Towards to end of my bridge year, every expert, friend, Peace Corps volunteer, and staff member warned the fellows that life after this, to say the least, would be a “roller-coaster”. By that, they meant that there would be a fair share of ups, downs, loops, side spins, twirls, jerks, and bumps. The description of a roller-coaster and the description of my bridge year, coupled with my re-entry, seemed to match up almost identically. It’s safe to say by now that they were right. Unfortunately for me, I had never been a very big fan of roller-coasters.

On Sunday I made the decision to face yet another fear: amusement park rides—the big ones. I’m talking some of the biggest, scariest, and steepest in all of the mid-west. There isn’t much to do here, so trust me when I say that these coasters are the real deal. And I couldn’t have been more against the idea—at first.

I came into the park with a deep, sickening gut feeling, wobbly legs, and a spinning head. I just couldn’t shake it. Everywhere I turned there was screaming, metal screeching, and the sounds of wheels hard-pressed against solid steel at sixty-plus miles an hour. I passed one by one, shaking my head in dismay until a member of my group nudged me with an elbow.

“Roll the dice,” he said. “Take a chance; you can do this.”

Something familiar rang in the back of my head. Here I was, almost a year after hiking on the back of the biggest adventure of my young life and feeling the same feeling. Things had come full circle faster than I felt like I could ever process them. Change, relationships, new language, culture, and life had all taken a toll on the old fear and turned it into new gusto. So where was this bravery? I remember clearly overcoming and facing this same gut-wrenching, brain-tugging vortex of emotion. And I remember winning against it. The real roller-coaster was not in this amusement park, it was in the Global Citizen Year that I worked so hard to achieve. I HAD taken a chance, I did get off the ride alive, and when I turned back to look at what I’d done, the drops and twists from the ride I jumped onto in September never overlooked the pride and dignity I gained from getting off. There was no reason that anything should stop me now, especially not an amusement park ride on my home turf.

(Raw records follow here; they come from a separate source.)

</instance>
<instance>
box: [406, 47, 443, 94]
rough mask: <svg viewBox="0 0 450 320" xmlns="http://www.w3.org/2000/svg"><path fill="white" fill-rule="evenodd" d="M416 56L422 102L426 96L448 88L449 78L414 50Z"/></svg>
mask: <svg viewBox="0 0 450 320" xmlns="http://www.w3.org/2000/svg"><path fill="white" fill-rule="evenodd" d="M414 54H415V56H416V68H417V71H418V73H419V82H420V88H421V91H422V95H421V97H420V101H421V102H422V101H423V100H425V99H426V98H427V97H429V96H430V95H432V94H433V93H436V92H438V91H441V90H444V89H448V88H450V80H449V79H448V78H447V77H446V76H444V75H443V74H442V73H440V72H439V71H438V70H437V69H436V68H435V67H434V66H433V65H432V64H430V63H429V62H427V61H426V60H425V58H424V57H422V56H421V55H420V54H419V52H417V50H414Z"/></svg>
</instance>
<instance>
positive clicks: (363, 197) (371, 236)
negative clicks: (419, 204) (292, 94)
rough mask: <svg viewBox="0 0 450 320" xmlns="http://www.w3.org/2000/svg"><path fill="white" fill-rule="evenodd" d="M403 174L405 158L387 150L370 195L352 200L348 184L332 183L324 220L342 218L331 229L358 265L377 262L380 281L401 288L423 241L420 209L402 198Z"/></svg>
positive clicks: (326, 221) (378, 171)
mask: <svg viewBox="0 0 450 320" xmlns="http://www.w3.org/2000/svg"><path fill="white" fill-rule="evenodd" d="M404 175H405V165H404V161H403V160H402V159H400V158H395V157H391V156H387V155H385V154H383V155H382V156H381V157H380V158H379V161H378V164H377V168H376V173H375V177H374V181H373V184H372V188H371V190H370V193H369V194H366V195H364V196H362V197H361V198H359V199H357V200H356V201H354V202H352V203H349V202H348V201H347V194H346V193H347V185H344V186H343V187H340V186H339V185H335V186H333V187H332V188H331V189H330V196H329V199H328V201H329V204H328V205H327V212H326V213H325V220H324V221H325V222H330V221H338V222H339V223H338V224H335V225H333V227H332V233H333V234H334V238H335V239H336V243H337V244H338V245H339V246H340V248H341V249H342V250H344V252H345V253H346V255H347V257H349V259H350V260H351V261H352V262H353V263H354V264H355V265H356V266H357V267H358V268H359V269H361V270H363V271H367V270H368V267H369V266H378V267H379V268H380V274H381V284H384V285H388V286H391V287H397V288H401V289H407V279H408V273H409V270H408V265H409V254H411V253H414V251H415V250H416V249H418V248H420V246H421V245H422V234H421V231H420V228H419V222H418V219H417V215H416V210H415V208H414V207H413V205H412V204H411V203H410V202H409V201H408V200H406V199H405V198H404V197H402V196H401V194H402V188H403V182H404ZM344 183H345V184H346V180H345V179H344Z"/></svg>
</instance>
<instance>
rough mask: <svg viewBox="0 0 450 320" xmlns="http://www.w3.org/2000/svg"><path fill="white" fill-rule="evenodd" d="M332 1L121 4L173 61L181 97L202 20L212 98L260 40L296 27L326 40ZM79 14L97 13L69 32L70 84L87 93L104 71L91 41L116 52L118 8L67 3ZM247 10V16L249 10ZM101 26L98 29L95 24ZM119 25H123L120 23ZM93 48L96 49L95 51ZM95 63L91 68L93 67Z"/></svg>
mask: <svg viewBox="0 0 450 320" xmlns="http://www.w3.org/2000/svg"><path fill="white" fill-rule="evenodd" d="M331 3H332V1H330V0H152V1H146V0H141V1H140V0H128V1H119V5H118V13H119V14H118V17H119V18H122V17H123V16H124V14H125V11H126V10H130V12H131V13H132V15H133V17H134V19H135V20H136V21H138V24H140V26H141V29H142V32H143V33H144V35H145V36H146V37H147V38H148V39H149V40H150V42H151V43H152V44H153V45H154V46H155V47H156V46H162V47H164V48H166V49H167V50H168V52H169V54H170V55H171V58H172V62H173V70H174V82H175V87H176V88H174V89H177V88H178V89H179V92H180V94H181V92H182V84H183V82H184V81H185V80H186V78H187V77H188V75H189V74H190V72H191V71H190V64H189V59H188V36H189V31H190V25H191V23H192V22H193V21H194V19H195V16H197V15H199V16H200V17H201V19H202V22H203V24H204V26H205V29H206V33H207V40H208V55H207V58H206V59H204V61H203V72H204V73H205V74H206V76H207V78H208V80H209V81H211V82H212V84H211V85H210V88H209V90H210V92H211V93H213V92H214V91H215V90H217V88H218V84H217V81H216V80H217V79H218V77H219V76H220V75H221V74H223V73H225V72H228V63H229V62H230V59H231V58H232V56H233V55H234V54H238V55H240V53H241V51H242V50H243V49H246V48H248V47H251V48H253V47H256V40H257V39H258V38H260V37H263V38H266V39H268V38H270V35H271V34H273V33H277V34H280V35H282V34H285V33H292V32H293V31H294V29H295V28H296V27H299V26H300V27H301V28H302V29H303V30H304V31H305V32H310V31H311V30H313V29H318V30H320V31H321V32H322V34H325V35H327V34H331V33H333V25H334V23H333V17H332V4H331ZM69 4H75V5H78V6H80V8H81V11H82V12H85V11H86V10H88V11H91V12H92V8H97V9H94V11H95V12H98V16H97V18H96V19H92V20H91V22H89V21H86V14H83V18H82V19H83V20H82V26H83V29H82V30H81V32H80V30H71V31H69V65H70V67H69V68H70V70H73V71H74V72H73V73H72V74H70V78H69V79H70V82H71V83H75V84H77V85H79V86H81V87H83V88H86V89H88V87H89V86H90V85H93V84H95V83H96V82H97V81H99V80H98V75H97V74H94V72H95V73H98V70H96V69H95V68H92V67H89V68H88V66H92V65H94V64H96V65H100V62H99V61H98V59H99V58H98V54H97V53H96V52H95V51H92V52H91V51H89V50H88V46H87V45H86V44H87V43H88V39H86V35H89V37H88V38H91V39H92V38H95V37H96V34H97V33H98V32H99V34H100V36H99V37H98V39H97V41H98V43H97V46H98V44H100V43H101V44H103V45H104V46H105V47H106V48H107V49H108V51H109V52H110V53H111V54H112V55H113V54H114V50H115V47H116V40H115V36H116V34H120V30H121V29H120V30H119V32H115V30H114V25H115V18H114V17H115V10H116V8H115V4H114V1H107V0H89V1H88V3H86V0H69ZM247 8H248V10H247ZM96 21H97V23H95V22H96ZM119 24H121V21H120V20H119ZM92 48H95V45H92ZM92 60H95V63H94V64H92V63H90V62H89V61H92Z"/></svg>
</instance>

I smiled at this realization and looked up to the friend on my shoulder. I was in line before I knew it and everything familiar came sweeping back to me. Waiting in line was like waiting to take off on my first flight, boarding the car was like landing in a new country, the exhilaration of the up, and the terror of the down described to the point—in a shorter amount of time—what it was like to face this past year. And in a short minute the ride was over with only a memory and a swelling of great pride to turn around and look back on. But I couldn’t have been happier. Here I was, bringing the year of my life full-circle, facing the tough swirl and change of both a roller-coaster of life on a bridge year, as well as the literal rides at parks. And I didn’t stop at one real ride; I rode all of them in the park. And I won’t stop here; I will continue to find life’s greatest adventures because I know that when I look back, I will come to find how much there is to love about a life of roller-coasters. It was worth it then, and it’s worth it now.